Part of the fallout was a House of Commons Sub-Committee on the Status of Women, which recommended the creation of Canadian Panel on Violence Against Women which began in August 1991.

It also resulted in the anniversary being marked as the National Day of Remembrance and Action on Violence Against Women. Flags across the country have been lowered to half-mast every December 6 for the last 30 in honour of the lives extinguished in Montreal.

This year numerous leaders across Durham Region have honoured the victims with statements in support of the National Day of Remembrance.

These calls come amid a time of significant reflection on the status of women in the Region, particularly in the political landscape, with Whitby Regional Councillor Rhonda Mulcahey alleging a hostile work environment for women at the Town of Whitby, citing incidents with Councillor Chris Leahy and Mayor Don Mitchell.

Mitchell denies any wrongdoing, while Leahy has worked to make amends, prioritizing a variety of women’s issues in Town and Regional Council.

This includes a motion at Regional Council in November’s meeting to honour Durham’s women in leadership positions on next year’s International Women’s Day.

Whitby currently has a majority-female town council for the first time, 60 years after women attained universal suffrage in Canada.

A recent survey of Town staff found that of those who experienced discrimination, including from clients, most experienced it based on their sex.  The survey was conducted by the Town is an effort to alleviate discrimination in the workplace.

 

Despite countless strides on behalf of women across the country, including several Durham initiatives, issues of violence and discrimination remain ever-present.

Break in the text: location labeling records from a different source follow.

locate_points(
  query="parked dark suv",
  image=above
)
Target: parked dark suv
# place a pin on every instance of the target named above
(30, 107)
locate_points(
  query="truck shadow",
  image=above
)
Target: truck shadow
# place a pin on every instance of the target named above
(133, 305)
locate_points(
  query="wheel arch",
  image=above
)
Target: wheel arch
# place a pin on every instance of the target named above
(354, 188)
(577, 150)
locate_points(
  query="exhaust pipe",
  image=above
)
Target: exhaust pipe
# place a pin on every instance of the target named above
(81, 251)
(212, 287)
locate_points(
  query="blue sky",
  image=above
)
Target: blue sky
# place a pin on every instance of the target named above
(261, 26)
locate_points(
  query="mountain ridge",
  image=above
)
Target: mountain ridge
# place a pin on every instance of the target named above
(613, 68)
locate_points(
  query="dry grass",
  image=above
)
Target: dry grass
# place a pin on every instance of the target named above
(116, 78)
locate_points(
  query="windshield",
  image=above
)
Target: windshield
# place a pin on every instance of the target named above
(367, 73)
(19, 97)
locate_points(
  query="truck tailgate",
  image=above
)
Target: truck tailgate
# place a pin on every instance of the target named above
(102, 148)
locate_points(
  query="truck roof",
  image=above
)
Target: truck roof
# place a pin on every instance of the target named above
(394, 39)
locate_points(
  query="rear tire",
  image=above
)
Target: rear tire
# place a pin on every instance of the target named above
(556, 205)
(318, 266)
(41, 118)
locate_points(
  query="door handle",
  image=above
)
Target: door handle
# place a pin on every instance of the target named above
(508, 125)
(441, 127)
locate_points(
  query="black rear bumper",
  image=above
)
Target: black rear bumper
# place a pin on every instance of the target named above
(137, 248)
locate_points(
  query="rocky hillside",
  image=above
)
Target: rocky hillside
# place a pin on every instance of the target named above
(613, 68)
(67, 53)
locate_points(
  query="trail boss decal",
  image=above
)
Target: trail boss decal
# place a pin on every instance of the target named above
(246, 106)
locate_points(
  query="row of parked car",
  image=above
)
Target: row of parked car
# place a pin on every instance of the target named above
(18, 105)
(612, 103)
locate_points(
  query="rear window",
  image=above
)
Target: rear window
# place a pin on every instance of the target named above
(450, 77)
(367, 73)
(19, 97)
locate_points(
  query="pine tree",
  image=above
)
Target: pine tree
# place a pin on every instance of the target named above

A recent CBC investigation found of the 400 intimate partner homicides committed in Canada, 76 per cent of the victims were women. In more than 36 per cent of cases at least one known warning sign existed.

Closer to home, Durham police instituted a Human Trafficking Unit to combat ever-rising cases of a crime that predominantly victimizes women. The HTU files hundreds of charges a year at an ever-increasing rate.

Most tragically, the legacy of the Polytechnique Shooter also lives on in the Incel community, a online subculture of the “involuntarily celibate” with a myriad of misogynist ideologies.

Three years ago a man with a long history of misogynist social media posts drove a van through a crowd of people in north Toronto killing 11 people and injuring 15 more. In describing the Toronto Van Attack, educator Julie Lalonde said the link between that crime and the murders in Montreal 29 years before “is so clear, so direct, so obvious.”

The van driver also shared this ideology with the 2020 Portapique Nova Scotia shooter, who killed 22 people usurping Polytechnique as the deadliest mass shooting in Canadian history.

A study conducted by Call It Femicide found a woman or girl was killed every other day in Canada, showing much work remains undone.